Oliver was the only reason I felt alive anymore. It all started during the middle of my first year, I was the youngest seeker and he, well he was the captain of the team. I was always shy in the locker room and took the longest, so I was more or less alone when taking my shower and getting dressed. Oliver, being Oliver, always stayed till everyone was out. As sweet as he could be, he could be a right jerk when things didn't go to his schedule.
Everyone knew that Katie and Oliver were "seeing" each other. They weren't an item, they just frequented the others dorm. Even though I knew this, even though Oliver was the last guy that would ever look at me, I had butterflies. I had lose for words, and I went dizzy. I basically felt how I do now, but now it feels like everything has gone off, rotten or sour.
"So that's it? It's just nothing, you can just go on?" I don't know where it came from, a fire in my belly had started to erupt, it was easier talking to the back of his head as he walked away than looking him in the eye. "Almost two years, I've never even pushed you, never even tried to make you feel guilty about stringing Katie on, and I get this?" He turned around with these last few words and everything I was feeling increased two-fold. I didn't know if he would yell, get in my face, or even the small chance he'd understand.
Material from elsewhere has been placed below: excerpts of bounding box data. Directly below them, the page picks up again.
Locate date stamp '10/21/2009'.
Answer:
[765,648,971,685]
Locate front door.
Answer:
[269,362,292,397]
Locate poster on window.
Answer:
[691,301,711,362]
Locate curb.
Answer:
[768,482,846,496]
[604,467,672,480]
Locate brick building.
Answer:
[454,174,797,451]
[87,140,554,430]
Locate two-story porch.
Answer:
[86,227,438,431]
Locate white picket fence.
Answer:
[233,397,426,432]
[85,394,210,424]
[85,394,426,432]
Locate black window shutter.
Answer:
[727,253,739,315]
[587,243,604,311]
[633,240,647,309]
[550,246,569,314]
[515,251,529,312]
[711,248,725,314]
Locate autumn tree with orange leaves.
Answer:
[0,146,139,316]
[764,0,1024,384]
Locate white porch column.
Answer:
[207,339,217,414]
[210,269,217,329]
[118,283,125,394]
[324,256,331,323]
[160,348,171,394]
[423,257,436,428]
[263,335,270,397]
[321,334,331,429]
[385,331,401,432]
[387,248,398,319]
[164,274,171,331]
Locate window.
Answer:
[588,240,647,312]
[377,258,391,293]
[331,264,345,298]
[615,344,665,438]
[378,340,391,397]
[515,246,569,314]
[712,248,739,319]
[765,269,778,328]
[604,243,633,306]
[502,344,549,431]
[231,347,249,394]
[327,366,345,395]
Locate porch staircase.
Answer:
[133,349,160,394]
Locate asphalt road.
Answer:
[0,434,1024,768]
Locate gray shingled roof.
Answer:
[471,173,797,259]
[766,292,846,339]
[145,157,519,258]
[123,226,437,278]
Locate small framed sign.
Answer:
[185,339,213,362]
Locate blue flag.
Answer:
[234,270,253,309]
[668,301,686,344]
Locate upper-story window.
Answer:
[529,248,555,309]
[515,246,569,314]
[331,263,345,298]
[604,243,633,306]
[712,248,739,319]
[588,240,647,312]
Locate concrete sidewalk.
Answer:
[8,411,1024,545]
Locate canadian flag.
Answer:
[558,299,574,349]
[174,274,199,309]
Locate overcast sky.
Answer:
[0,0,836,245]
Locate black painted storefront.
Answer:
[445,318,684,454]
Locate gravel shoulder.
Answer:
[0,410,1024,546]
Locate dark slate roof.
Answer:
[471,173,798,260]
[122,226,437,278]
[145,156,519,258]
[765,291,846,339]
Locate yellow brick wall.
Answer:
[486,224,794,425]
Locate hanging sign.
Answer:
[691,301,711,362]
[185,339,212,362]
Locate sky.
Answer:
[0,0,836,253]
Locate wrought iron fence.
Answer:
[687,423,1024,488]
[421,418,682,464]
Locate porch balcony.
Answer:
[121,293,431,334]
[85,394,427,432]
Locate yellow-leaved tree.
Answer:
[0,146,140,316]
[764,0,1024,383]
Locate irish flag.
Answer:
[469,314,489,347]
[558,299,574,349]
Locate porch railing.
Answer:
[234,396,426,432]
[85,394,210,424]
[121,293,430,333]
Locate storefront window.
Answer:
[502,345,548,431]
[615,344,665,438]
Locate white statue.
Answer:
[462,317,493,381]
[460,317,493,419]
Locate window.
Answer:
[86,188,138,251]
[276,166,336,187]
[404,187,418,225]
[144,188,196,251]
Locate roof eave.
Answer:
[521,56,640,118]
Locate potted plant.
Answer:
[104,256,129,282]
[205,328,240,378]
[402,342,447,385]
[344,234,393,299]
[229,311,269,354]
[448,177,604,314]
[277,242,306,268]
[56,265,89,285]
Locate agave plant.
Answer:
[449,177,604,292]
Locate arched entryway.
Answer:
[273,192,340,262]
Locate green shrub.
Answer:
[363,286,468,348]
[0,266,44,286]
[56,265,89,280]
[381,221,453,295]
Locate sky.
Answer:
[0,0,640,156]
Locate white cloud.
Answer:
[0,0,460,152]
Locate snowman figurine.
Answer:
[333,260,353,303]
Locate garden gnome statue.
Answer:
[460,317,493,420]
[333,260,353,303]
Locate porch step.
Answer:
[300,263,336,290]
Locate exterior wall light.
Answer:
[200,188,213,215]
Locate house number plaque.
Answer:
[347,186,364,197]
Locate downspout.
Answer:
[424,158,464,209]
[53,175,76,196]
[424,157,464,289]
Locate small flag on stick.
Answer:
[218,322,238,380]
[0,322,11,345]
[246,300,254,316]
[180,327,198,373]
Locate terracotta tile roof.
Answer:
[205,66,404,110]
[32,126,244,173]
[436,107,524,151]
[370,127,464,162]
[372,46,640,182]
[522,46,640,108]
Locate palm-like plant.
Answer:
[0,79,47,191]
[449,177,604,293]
"I just can't do this Harry, I'm not built for this sneaking around and jumping over bushes. I just want a normal life, with normal things, and everything as it should be." Oliver's word sounded practised, almost forced like he knew it wouldn't be easy. His face looked red and on the verge of crying. I had to look down, to see him cry would make this all go away, make it feel like a dream, easy to forget, but i wouldn't let that happen. What we had meant something, it was more than just a phase of life, it was just more.
"Oli.. you're a wizard. Nothing is ever going to be 'normal', nothing. I'm the bloody 'Boy-Who-Lived', normal just doesn't happen." My reasoning was weak, I felt like someone else was in my body talking, I couldn't believe this was going on. We went from snogging in the locker room every once and a while to this. This was all so serious, I just couldn't do it any longer. I just had to swallow hard and do what I wasn't even sure I could. "Tell me you hate me Oliver... I just need to hear it." I was looking him in the eye and he was struggling to look into mine. I didn't know how it happened but somehow I was the one holding the cards, I had the power.
"I.. I hate you Harry..." Oliver whimpered out, as he slowly walked out of the room. My tears had stopped, everything in my body just shut off and I couldn't feel a thing. I crawled into bed and just layed there, feeling alone, I couldn't even talk about it to anyone, it was all kept secret. This was so out of character for Oliver, nothing has happened, we were just hanging out last night, talking about what Oliver was going to do after school, what I wanted to do after school, just everything about life. I just didn't get it. All I got was that Oliver hated me, and I needed to move on, even if I told him to say it.